Lirio Gutiérrez Rivera LAL Greenleaf Library Fellow Work in Progress Talk
Please join us for a work-in progress talk by
2018-2019 Richard E Greenleaf fellow
Lirio Gutiérrez Rivera
Global Entanglements in the Production of Violence and the Migration of Hondurans
Monday, May 20, 2019 at 3pm
The Latin American Library
LAL Seminar Room
4th floor Howard-Tilton Memorial Library
The talk will be in English
Refreshments to follow
********************************************************************************************
Lirio Gutiérrez Rivera (Universidad Nacional de Colombia, Sede Medellín)
Project: Global Entanglements in the Production of Violence and the Migration of Hondurans
Abstract: Honduran migration to the U.S. is not new. My research at The Latin American Library and conversations with members of the Honduran communities in New Orleans confirm the changing patterns of Honduran migration in the past decades. In recent years, violence combined with lack of economic opportunities appear to be the main reasons for leaving. Most studies tend to understand violence, crime, and inequality within regional or local processes as a consequence of state weakness, or a combination of both. I claim that Hondurans’ reasons for leaving their country are entangled with global processes. In this talk, I explore U.S.-Central America relations (in particular the ‘war on drugs’), the global agenda on migration control, and its connections to contemporary Honduran migration. These global processes contribute to reproducing violence, crime, and inequality in the region and the country, leaving many low-income Hondurans with no option but to leave the country.
Brief Bio: Lirio Gutiérrez Rivera is an Assistant Professor in the Department of Political Science, Universidad Nacional de Colombia. She studied Political Science at the Freie Universität Berlin and Anthropology at the Universidad de Los Andes in Bogotá, Colombia.
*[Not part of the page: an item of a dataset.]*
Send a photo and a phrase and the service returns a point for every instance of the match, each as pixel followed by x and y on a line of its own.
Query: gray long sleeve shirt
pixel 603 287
Her research investigates urban violence, contemporary prisons, youth gangs, social mobility, and state responses to crime and violence in Latin America, particularly Honduras and Colombia. She is currently working on two research projects: the first explores gender and urban planning in Medellín, Colombia; the second is based on her work as an expert witness for Central Americans seeking asylum in the U.S. The latter explores the connections between different forms of violence experienced by women and contemporary migration in Central America. Her book, Territories of Violence: State, Marginal Youth, and Public Security, was published in 2013 with Palgrave.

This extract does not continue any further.